Survey shows men still earning more than women

TCU women earn lower salaries than men of equal status, according to a recent survey of 848 graduating seniors.Of seniors surveyed last year by the Office of Institutional Research, 25 percent were employed full time, and among them, about 13 percent reported earning annual incomes of $80,000 or more, representing the highest income category and one with men only, according to the 2005-2006 Graduating Senior Survey Report.

Women are generally paid less because they choose lower paying occupations, said Cathy Coghlan, who is associate director of institutional research and prepared the document for review by faculty and staff.

“If a majority of women completing the survey are education majors, it makes sense that they would make less because of the occupation they’ve chosen than men from the business school,” Coghlan said. “But a more in-depth analysis would need to be done.”

About 33 percent of surveyed males reported majors in the Business School and 22 percent in the College of Science and Engineering.

Sixty percent of female respondents were evenly distributed within the AddRan College of Humanities and Social Sciences, the College of Communication and the College of Nursing and Health Services.

According to the report, employment status does not contribute to the gender differences in salary.

Sociology professor Jean Giles-Sims said women earn less because they fail to negotiate their salaries with employers.

“Research indicates that people who don’t negotiate are thought of as being less capable than those who do,” said Giles-Sims, who teaches the class Men, Women and Society. “Women tend to have lower expectations than men because they don’t have models historically to mentor and inform them of what they can get.”

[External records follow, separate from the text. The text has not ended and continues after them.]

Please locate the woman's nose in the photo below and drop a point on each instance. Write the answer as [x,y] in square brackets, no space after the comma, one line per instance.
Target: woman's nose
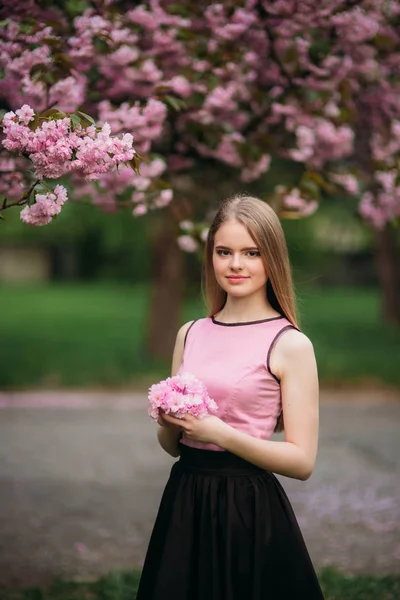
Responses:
[236,261]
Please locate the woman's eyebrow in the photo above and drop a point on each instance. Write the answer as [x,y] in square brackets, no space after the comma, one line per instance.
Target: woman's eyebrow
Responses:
[220,246]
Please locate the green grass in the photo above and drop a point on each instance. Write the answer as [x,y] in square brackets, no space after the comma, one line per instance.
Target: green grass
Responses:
[123,586]
[94,335]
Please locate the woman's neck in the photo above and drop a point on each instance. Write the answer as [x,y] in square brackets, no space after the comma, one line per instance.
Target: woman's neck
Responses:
[244,309]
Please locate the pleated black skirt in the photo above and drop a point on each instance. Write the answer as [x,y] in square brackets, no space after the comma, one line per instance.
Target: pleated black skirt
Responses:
[225,530]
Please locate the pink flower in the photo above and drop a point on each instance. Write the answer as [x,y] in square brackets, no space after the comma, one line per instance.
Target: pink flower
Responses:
[187,243]
[180,85]
[45,208]
[295,201]
[163,199]
[139,210]
[348,181]
[25,114]
[179,395]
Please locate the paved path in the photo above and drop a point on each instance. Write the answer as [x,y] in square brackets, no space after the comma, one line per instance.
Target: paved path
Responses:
[81,477]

The gender gap at TCU is similar to a continuing gender gap nationwide. According to the 2005 U.S. Census Report, the mean annual income among women in non-family households was about $12,000 less than that of men.

According to a Dec. 26 The New York Times article, women earn less because they either “consider money a top priority less often than men do,” or they are “faced with most of the burden for taking care of families” and are forced into positions that pay less or nothing at all.

“Women are trained in greater proportions in areas where the starting job salaries are lower,” Giles-Sims said. “Men tend to be concentrated in areas where starting salaries are higher.”

Amanda Furr, a junior pre-business major, said she will apply to the business school next month seeking a degree in finance and accounting. After graduation, she will give more consideration to companies that have implemented programs in which women can take a paid leave of absence to have children and then return to their previous position, Furr said.

“Society values caring professions, such as teacher, social worker or nurse, less than business or engineering professions,” Giles-Sims said.

“Women don’t know they are as valuable as men because they internalize the role that society says they should have,” Giles-Sims said. “They don’t want to be seen as pushy.”

Research shows that on average women earn $1 million less than men for lack of being assertive, she said.

“If a woman in the past didn’t do a good job at her position, that’s the fault of the person who hired her,” Furr said. “It’s important to know that there are women out there who can handle professional life.